MKBHD's editing formula, measured: 7.4 cuts a minute and one deliberate pause

There is a lot of folklore about how MKBHD videos are cut. People assume flashy captions, dense chapter markers, split screens, a firehose of jump cuts. So we stopped assuming and measured. We ran ffmpeg scene detection and vision frame classification on three recent high-performing reviews: 43 minutes of video, 323 hard cuts, 148 classified frames.

The result is almost the opposite of the folklore. The pace is conversational, not frantic. The structure is a strict two-shot alternation engine. And the single most deliberate edit in every video is not a cut at all. It is a long, unbroken pause, placed in the same spot every time.

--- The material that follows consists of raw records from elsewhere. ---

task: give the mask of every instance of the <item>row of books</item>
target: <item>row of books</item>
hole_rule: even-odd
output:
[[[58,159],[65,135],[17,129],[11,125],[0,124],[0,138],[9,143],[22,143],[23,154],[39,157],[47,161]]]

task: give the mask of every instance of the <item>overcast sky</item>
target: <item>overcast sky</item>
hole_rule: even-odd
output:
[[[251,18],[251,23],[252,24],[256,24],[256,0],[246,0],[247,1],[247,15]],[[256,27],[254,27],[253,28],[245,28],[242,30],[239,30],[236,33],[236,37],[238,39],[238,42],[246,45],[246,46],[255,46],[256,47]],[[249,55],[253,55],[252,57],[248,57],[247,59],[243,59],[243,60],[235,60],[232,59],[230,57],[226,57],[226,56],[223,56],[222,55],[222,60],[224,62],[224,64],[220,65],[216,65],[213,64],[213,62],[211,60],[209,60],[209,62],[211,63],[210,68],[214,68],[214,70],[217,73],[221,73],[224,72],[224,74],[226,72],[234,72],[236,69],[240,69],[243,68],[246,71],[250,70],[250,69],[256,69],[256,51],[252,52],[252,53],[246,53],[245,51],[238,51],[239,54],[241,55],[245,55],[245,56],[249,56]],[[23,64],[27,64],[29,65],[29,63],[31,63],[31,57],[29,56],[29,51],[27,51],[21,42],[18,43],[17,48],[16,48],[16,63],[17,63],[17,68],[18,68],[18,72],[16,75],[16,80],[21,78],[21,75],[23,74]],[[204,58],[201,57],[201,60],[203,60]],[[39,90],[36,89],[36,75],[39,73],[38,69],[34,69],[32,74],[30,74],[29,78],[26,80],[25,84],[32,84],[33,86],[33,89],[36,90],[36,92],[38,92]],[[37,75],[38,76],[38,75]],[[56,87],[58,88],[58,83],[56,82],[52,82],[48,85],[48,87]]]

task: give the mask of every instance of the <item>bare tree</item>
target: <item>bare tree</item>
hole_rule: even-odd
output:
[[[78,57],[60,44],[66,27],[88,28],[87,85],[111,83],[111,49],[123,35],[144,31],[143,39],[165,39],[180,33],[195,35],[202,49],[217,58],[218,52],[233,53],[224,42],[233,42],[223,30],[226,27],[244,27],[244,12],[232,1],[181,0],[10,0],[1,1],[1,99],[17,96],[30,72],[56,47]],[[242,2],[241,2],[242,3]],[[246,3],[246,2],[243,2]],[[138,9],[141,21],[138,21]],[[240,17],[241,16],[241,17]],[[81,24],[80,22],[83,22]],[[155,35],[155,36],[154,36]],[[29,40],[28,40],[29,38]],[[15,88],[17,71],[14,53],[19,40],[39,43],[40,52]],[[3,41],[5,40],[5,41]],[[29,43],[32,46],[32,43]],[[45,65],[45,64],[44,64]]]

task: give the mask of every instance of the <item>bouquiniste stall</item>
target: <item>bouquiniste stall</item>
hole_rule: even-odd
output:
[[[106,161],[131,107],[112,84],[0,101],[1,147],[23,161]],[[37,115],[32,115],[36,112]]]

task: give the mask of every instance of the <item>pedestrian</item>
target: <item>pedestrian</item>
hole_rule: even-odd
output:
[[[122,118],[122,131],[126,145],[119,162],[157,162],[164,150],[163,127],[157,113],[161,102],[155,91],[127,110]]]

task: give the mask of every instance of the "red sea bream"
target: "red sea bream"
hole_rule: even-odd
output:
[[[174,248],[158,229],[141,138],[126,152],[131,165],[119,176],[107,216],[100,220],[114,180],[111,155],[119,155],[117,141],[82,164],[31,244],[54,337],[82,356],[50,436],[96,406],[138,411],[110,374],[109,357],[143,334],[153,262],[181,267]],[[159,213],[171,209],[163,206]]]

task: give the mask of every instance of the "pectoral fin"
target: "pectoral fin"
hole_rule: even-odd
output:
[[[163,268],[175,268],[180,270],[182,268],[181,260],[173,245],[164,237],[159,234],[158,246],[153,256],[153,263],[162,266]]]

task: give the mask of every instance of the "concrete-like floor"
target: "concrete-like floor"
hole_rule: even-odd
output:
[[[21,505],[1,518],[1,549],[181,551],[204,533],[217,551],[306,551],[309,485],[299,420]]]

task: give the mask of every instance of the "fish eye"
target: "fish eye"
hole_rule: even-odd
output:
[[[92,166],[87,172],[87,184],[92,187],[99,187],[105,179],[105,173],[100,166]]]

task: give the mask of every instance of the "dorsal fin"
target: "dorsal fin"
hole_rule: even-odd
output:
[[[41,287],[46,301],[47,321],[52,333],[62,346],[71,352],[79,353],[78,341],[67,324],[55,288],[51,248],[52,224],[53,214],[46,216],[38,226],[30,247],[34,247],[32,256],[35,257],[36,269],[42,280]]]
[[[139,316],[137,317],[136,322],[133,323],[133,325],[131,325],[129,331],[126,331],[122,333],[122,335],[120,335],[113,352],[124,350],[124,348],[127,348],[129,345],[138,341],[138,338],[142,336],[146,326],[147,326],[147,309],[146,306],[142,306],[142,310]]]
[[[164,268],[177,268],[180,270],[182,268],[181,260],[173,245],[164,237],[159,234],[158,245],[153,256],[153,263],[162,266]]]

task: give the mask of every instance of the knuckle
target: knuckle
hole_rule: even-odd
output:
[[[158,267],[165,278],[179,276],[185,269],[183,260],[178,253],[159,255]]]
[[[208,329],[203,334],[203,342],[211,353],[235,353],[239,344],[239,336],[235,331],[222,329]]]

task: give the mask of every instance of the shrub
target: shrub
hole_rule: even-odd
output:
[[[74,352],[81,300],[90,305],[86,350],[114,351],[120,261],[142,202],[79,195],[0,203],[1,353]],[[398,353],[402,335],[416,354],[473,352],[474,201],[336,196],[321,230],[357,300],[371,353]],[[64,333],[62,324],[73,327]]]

This is an independent editing analysis. We are not affiliated with or endorsed by MKBHD or Marques Brownlee.

What we measured

Three videos: "So This is Peak Smartphone" (13:17, 4.93M views), "Samsung Galaxy S26 Ultra Review: There's a Catch" (12:35, 3.75M), and "The Truth About the 'Whoop Killer'" (17:42, 4.33M). For each one we ran ffmpeg scene detection at a 0.30 threshold to find hard cuts, sampled frames every 15 to 20 seconds plus extra samples at the hook, section pivots, and ending, and classified each frame by layout (talking head, b-roll, graphic, screen recording, split). This was part of a larger study covering three long-form creators, 963 cuts and 502 frames in total; the cross-creator laws are written up separately. This piece is the MKBHD slice.

The headline numbers

7.4 cuts per minute on average (range 6.4 to 8.9 across the three videos). That is a cut roughly every 8 seconds. For comparison, Fireship runs about 13 per minute. MKBHD's pace is conversational.
Median shot length 3.6 to 6.7 seconds per video, about 5.5 to 6.5 seconds in aggregate, with the 90th percentile around 16 seconds.
48% talking head, 43% b-roll of classified frames. Full-frame graphics and title cards are 0 to 9% per video, screen recordings under 1%, and split layouts exactly 0%.
One 32 to 55 second static hold per video, always a reasoning or verdict monologue, always placed at 72 to 92% of the runtime.

The cut rate is not flat across a video. It front-loads, settles, and then deliberately collapses at the end. Here is the shape, measured as cuts per 30-second window:

The hook runs 10 to 14 cuts in the first 30 seconds, 1.1 to 1.9 times the body rate. The body settles into the 7.4 per minute cruise. The last 30 seconds drop to 2 to 5 cuts. The editing literally slows down to let the verdict land.

The engine: talking head alternating with b-roll, every 20 to 40 seconds

Strip away everything else and an MKBHD review is two shot types traded back and forth: full-frame talking head (48% of frames) and product b-roll (43%). The layout flips on a roughly 20 to 40 second period. That is the whole machine. There are no picture-in-picture layouts, no split screens (0 of 148 frames), and almost no screen recordings (under 1%).

This matters because it separates two rhythms most editors conflate. The micro rhythm is the cut every 8 seconds or so. The macro rhythm is the layout change every 20 to 40 seconds. You can jump-cut a talking head forever and still feel static, because the frame never changes character. MKBHD's edit passes both: within a talking-head stretch the camera angle and framing cut on pace, and before 40 seconds elapse the video swaps to b-roll of the product, then swaps back.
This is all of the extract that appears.